The best way to reach North Koreans with news about the outside world is propaganda flyers from the South, the head of a defector radio station claimed Monday. Kim Sung-min (50) of Free North Korea Radio on Monday said, "There are no better channels than South Korea's leaflets that deliver accurate news into North Korea's controlled society."
He claimed news about recent uprisings in the Middle Eastern countries will persuade North Koreans to wonder about the state of their own country.
"From my own past experience, I can say that there is no better means than propaganda leaflets to make North Koreans doubt the regime," said Kim, who fled the North in 1992.

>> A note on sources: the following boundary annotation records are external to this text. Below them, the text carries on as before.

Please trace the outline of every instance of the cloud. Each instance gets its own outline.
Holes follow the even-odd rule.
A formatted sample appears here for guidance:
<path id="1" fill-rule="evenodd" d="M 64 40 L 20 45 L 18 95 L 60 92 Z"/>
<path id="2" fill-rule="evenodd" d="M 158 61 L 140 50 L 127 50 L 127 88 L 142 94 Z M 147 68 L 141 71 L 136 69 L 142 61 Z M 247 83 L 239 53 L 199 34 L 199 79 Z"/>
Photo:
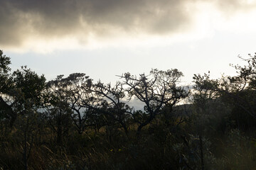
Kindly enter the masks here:
<path id="1" fill-rule="evenodd" d="M 18 47 L 68 38 L 87 43 L 122 33 L 173 35 L 193 27 L 193 4 L 202 1 L 206 1 L 0 0 L 0 45 Z M 223 13 L 255 5 L 252 1 L 213 1 Z"/>

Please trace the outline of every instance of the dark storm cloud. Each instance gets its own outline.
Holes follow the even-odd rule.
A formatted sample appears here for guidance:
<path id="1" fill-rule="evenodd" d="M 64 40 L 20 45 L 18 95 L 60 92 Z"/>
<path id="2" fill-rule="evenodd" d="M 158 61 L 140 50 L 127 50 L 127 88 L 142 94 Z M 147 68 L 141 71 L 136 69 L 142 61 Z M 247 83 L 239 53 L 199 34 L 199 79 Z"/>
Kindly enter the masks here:
<path id="1" fill-rule="evenodd" d="M 0 45 L 18 46 L 28 38 L 54 38 L 82 33 L 172 33 L 189 28 L 196 0 L 0 0 Z M 218 2 L 218 1 L 216 1 Z M 238 0 L 228 0 L 238 8 Z M 223 6 L 218 3 L 220 8 Z"/>

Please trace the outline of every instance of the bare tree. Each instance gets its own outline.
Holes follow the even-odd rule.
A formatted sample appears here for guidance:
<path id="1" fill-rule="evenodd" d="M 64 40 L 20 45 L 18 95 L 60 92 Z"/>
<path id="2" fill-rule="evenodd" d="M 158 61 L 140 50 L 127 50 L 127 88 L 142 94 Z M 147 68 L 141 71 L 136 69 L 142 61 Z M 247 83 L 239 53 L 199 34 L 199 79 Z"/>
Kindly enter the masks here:
<path id="1" fill-rule="evenodd" d="M 128 98 L 135 96 L 144 103 L 144 112 L 132 113 L 134 121 L 139 124 L 137 133 L 142 128 L 161 114 L 161 109 L 168 106 L 170 108 L 188 96 L 182 86 L 177 86 L 183 74 L 177 69 L 161 71 L 151 69 L 149 75 L 142 74 L 139 77 L 129 72 L 121 76 L 124 86 L 127 86 Z"/>

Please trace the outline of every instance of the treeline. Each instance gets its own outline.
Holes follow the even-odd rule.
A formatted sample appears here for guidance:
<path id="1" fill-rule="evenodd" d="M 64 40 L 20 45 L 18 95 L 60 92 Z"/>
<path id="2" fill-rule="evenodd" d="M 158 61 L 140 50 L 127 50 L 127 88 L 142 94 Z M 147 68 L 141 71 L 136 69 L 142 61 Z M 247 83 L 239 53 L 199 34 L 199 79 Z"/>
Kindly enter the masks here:
<path id="1" fill-rule="evenodd" d="M 46 81 L 11 72 L 0 50 L 0 168 L 253 169 L 256 56 L 241 60 L 237 76 L 195 74 L 188 88 L 176 69 L 114 84 L 83 73 Z"/>

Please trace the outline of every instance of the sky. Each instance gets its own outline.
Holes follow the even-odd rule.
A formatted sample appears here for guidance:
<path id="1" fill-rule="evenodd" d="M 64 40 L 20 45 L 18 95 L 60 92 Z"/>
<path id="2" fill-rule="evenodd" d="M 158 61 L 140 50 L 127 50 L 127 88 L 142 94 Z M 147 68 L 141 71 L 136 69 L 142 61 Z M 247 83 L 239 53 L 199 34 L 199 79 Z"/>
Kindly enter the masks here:
<path id="1" fill-rule="evenodd" d="M 97 81 L 178 69 L 213 78 L 254 54 L 254 0 L 0 0 L 0 50 L 13 70 Z"/>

During military service in near the border in the 1980s and 90s, he saw many propaganda flyers and goods sent from the South. In the 1980s, North Korean officials gathered South Korean goods such as cigarettes, lighters, pantyhose, cookies, and candies, as well as flyers, and burned them.
"In North Hwanghae Province where I served as an Army officer in the 1990s, there were so many propaganda leaflets that they were heaped up like snow every day," he recalled. "Only soldiers who'd collected more than 1,000 leaflets were allowed to eat breakfast."
"The fact that the South could make such quality goods was a shock to the North Korean soldiers. The regime was very sensitive to it," he added.
He said North Koreans who are suffering power cuts may wonder how the South can use electricity so lavishly. "Sufficient electricity supply alone proves the economic superiority of South Korea," he said.
Kim recalled he became aware of problems in the North Korean system by listening to South Korean radio propaganda. "Continuous delivery of outside news will provide momentum for change there some time in the future," he added.